Historic juncture envisioned for SBC Cooperative Program

Southern Baptist pastors and church members may be entering historic times in their stewardship and global outreach.

“Today … we have the privilege of looking to a historic step forward as Southern Baptists in the work of the Cooperative Program,” Anthony Jordan, executive director of the Baptist General Convention of Oklahoma, told the Southern Baptist Convention’s Executive Committee Feb. 21.

“If we follow all the way through with it, it will be a historic breakthrough for the kingdom and for Southern Baptists,” agreed Morris Chapman, president of the Executive Committee.

Not since the Cooperative Program was founded in 1925 – as Southern Baptists’ primary channel for supporting state-by-state, national and international missions and ministries – have state and SBC leaders joined together in “a definite focus … and a vision,” as Chapman described it, to strengthen the outreach facilitated by churches’ gifts through the Cooperative Program.

Jordan reported to the Executive Committee that state convention executives during their annual meeting the previous week had adopted a set of recommendations, objectives and strategies to underscore the Cooperative Program as vital to Southern Baptist efforts to carry life-changing, life-saving faith in Jesus Christ to the ends of the earth. (For a complete list of the recommendations, click here.)

The Executive Committee, in turn, voted to commend the state executives’ report “to all Southern Baptists” and to “respectfully request the state conventions act upon those recommendations” later this year during their respective annual meetings.

The recommendations note, for example, that a “commitment to biblical stewardship” must be promoted, including tithing by church members; Cooperative Program gifts provided by churches to their state conventions; and CP gifts provided by the states to global SBC causes.

“It is going to take us joining together as churches, as pastors and leaders, to tell the story of the Cooperative Program and to put it again in the position of being at the front end of everything we do in missions,” Jordan said. “We believe it is essential that we re-educate and re-position and re-strengthen, and tell the story again and again so that our people understand what the Cooperative Program is able to do,” especially because many who join Southern Baptist churches “come out of backgrounds that have no understanding of the history of what we have done together and what we do cooperatively” through the Cooperative Program, Jordan said.

Stewardship

The Executive Committee, in addition to endorsing the state executives’ report, voted to add stewardship education to its ministry assignments, pending messengers’ approval during the SBC’s June 13-14 annual meeting in Greensboro, N.C.

The stewardship ministry – to “produce, develop, publish and distribute products that help Southern Baptists to grow in commitment to Jesus Christ by applying biblical principles of stewardship” – would be transferred to the Executive Committee from LifeWay Christian Resources.

Chapman told the Executive Committee during its Feb. 20 session, a consensus had emerged that “the Cooperative Program and the issue of stewardship work better when they’re coupled together … .

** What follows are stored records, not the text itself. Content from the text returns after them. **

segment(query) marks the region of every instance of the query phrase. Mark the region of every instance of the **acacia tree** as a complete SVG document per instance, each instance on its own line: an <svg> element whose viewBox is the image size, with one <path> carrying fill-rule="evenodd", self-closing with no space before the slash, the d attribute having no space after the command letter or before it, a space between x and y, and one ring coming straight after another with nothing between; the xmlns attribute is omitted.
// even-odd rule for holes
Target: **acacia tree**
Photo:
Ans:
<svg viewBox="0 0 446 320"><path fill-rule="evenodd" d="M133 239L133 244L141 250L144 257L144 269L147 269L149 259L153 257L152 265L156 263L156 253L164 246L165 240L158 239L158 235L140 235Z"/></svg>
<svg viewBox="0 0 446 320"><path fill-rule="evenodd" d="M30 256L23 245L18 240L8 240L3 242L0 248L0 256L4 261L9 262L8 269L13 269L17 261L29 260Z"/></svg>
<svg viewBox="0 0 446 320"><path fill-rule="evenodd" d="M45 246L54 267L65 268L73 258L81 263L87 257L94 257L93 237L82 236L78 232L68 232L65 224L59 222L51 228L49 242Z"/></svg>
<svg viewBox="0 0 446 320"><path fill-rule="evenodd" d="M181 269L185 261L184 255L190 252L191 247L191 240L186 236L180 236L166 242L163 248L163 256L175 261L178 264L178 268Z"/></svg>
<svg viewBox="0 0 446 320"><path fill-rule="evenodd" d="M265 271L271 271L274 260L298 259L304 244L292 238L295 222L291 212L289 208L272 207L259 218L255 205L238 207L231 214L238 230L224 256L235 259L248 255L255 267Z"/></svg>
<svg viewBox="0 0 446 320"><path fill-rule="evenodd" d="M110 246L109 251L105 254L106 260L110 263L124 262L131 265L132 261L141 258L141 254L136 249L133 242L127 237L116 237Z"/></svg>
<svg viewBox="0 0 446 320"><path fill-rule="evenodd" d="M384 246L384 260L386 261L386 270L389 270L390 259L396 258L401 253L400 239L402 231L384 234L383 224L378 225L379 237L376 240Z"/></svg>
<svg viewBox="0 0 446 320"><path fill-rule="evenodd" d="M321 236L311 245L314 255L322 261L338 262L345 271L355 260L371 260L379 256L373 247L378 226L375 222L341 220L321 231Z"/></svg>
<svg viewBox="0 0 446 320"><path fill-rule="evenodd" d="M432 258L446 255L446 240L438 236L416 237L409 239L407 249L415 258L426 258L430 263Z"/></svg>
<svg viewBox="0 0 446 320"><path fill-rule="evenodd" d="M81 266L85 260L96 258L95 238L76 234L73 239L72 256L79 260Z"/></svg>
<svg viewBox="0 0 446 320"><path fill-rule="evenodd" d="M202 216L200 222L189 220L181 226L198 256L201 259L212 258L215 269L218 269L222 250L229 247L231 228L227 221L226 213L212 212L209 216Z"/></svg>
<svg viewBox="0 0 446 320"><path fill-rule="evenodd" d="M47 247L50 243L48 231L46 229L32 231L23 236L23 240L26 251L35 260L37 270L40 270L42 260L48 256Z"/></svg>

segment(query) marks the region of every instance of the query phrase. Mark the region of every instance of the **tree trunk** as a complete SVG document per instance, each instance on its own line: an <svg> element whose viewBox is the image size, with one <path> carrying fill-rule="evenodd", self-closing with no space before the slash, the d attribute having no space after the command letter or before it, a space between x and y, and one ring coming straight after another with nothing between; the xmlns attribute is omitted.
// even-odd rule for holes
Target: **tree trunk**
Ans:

“If we are right with the Lord in the area of stewardship,” Chapman noted, “we will be right with the Lord in the area of the Cooperative Program, and we will become a giving people by biblical standards.”

Strategies

Among various strategies set forth in the state executives’ report:

– Teaching stewardship not just in churches but also in SBC seminaries and Baptist colleges and universities, including “financial freedom” from excessive debt and poor spending habits; developing stewardship materials for various cultural groups and for children and youth; creating a stewardship-oriented website for pastors and church leaders, along with an e-mail database for delivering CP updates; and incorporating biblical stewardship into the process of planting new churches.

– Mobilizing high-profile pastors as “CP Champions” and recruiting churches to pilot a year-long stewardship/Cooperative Program emphasis to build awareness of the impact a church can have via CP missions in fulfilling the Great Commission.

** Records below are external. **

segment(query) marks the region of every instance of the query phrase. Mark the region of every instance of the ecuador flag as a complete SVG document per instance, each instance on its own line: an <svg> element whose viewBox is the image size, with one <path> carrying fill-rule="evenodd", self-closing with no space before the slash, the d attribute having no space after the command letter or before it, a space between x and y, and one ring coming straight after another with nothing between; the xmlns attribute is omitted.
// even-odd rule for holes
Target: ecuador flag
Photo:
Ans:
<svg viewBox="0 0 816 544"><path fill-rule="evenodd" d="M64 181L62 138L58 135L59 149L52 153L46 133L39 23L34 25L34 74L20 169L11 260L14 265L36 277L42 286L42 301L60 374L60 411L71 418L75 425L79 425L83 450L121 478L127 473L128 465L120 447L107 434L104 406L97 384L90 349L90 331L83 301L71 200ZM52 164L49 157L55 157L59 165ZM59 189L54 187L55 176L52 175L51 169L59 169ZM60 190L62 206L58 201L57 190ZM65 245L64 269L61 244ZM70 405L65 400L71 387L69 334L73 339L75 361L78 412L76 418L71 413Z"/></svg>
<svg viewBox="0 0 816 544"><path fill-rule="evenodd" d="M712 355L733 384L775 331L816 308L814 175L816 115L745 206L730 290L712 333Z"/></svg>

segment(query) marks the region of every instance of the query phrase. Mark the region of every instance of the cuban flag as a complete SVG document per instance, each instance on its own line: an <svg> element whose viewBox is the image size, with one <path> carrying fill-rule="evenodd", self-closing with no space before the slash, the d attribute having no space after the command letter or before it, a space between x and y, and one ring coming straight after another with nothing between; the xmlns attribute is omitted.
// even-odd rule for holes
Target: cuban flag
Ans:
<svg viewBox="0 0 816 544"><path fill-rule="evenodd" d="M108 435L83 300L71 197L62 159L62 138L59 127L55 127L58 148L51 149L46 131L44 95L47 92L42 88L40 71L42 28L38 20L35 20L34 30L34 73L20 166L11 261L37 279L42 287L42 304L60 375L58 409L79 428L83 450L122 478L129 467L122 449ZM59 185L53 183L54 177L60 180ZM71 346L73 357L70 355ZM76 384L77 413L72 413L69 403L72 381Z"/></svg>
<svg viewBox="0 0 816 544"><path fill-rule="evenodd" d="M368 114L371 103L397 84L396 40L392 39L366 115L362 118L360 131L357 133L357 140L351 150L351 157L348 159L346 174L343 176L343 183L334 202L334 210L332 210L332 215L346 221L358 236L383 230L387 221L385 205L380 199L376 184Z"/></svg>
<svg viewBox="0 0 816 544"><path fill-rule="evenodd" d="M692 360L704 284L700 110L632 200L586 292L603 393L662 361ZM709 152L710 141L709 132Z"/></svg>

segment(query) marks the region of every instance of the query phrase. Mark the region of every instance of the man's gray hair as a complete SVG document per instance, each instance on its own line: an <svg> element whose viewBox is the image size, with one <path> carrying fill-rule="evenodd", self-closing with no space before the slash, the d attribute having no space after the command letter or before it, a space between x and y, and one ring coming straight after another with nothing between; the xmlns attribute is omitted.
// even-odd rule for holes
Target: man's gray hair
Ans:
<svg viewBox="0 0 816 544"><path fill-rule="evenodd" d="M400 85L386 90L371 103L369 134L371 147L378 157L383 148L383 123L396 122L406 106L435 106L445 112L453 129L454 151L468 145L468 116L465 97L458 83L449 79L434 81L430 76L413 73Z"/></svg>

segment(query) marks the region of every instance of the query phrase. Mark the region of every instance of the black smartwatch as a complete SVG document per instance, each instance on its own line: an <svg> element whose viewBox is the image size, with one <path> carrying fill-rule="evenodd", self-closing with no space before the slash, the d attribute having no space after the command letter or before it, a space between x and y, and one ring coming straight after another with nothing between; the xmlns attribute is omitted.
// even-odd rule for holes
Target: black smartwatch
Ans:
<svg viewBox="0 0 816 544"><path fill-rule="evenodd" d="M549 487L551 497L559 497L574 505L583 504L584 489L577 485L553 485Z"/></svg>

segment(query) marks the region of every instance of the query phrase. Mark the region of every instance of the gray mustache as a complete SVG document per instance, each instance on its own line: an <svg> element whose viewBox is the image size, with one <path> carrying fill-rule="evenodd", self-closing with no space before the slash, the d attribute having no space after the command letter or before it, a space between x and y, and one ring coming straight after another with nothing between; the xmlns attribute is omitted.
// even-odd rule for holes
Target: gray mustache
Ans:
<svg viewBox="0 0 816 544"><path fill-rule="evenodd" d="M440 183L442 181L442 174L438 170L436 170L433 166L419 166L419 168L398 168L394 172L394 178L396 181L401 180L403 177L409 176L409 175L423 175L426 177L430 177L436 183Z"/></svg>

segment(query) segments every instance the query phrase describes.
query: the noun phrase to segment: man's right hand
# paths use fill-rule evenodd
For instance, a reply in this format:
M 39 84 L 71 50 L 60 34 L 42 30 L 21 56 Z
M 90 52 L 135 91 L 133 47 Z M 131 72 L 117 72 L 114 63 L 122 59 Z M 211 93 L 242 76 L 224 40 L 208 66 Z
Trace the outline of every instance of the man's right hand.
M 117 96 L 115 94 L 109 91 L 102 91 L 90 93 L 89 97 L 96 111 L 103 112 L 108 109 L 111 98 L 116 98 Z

– Encouraging state and national publications “to actively include CP stories and information as regular features in every issue … . The CP connections must be clearly stated in each article; we cannot assume our people know all that is accomplished through their participation in the CP.”

– Linking mission trips with the Cooperative Program: “To help churches understand that volunteer missions should be built on the foundation of their giving through the CP, not in place of it.” Jordan added: “You would say, “Well, that ought to happen naturally,” that if somebody does a state mission project or does something nationally or internationally, they will immediately understand that the reason the work goes on when they get on their plane and go home is because our missionaries are serving because of our gifts through the Cooperative Program.” Jordan noted: “I wish that were always the case … . What we want to do is to challenge all of us to make that the essential factor of our mission trips – that they see that the ongoing work … is done because of their giving through the Cooperative Program.”

Jordan said the state executives “from the very beginning challenged ourselves that we would do more in extending the dollars that we receive at the state conventions … to the work that is done beyond our states to the ends of the earth … . Our kingdom is not simply our state, but the kingdom of God is the ends of the earth.”